A Faustian Bargain: U.S. Intervention in the Nicaragua Elections and American Foreign Policy in the Post-Cold War Era. - book reviews

Progressive, The, March, 1993 by Saul Landau

True enough, agrees Robinson, but insufficient. "U.S. intervention radically altered the political system in Nicaragua and was crucial in determining the conditions as well as the constraints under which the electoral process unfolded." Bendana offers the insight that the United States generated the "conditions that force difficult decisions, or the choice between lesser evils," which he sees as "an objective of low-intensity warfare."
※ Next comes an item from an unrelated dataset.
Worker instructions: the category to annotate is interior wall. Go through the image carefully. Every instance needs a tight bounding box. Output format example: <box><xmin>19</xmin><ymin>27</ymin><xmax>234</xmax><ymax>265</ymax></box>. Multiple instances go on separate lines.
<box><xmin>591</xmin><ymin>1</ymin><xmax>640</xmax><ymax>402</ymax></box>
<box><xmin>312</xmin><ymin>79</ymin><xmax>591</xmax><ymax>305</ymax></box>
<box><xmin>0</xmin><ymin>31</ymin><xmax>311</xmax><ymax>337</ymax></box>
The book's strength is in the persuasive way it presents the data on intervention. Robinson uses the argument with Pastor to show the difference between his viewpoint and that of the liberal establishment. In Pastor's gentle but paternalistic rebuke of Robinson's thesis, he offers the reader an exercise in temporal polemics, that form of discourse bereft of historical perspective, yet full of specific historic data. "Although I disagree with much of Robinson's book, I believe it reflects an idealism similar to that which motivated many Sandinistas." Such commentary is beyond condescending.

Pastor downplays the larger historical facts - i.e., that the U.S. Government installed and supported the Somozas uncritically for more than four decades. That's the kind of history that makes the eyes of policy mavens glaze over, while for the Sandinistas it is the very context from which flows their analysis and action.

Robinson's book is marked less by naive idealism, which would be hard to justify in the post-revolutionary era, than by anger and frustration, appropriate responses to U.S. criminal activity and to the hypocrisy used to rationalize it.

"Between September 1978 and July 1979," Pastor reports, "the National Security Council met twenty-five times to develop a strategy for dealing with a country struggling to rid itself of the oppressive Somoza dynasty." Why should the NSC have convened twenty-five times over Nicaraguan transition? Because, Pastor explains, the Carter Administration "viewed the key [Sandinista] leaders as Marxists, who saw Cuba and the Soviet Union as allies and the United States as an enemy. Caught between a dictator it refused to defend and a guerrilla movement that it would not support, the Administration tried to facilitate a democratic transition for Nicaragua, but it failed."

Did Pastor suggest allowing the Nicaraguans to determine their own destiny?

Pastor disingenuously argues that the portrait Robinson paints of the U.S. Government as efficient and coordinated subversive agent is much too conspiratorial. The point is that even bumblers and clowns with major power and money behind them can defeat a weak and beleaguered opponent. For Pastor and most aspirants to Government posts, historical and moral factors are subsumed in the heady cloud of imperial hubris that hangs in the policy rooms.

Historians may ponder why the United States expended so much time, energy, and resources to defeat the fledgling revolutionary government of Nicaragua. Fred Halliday, in The Second Cold War, argues credibly that Managua and Kabul were perceived by Reagan ideologues as vulnerable Soviet flanks, strategic roads to Moscow. Roy Gutman offers a less ideological case in Banana Diplomacy, in which a bunch of irresponsible, second-rate players found a bureaucratic turf game to play with each other at the expense of the Nicaraguan people - and the U.S. taxpayer.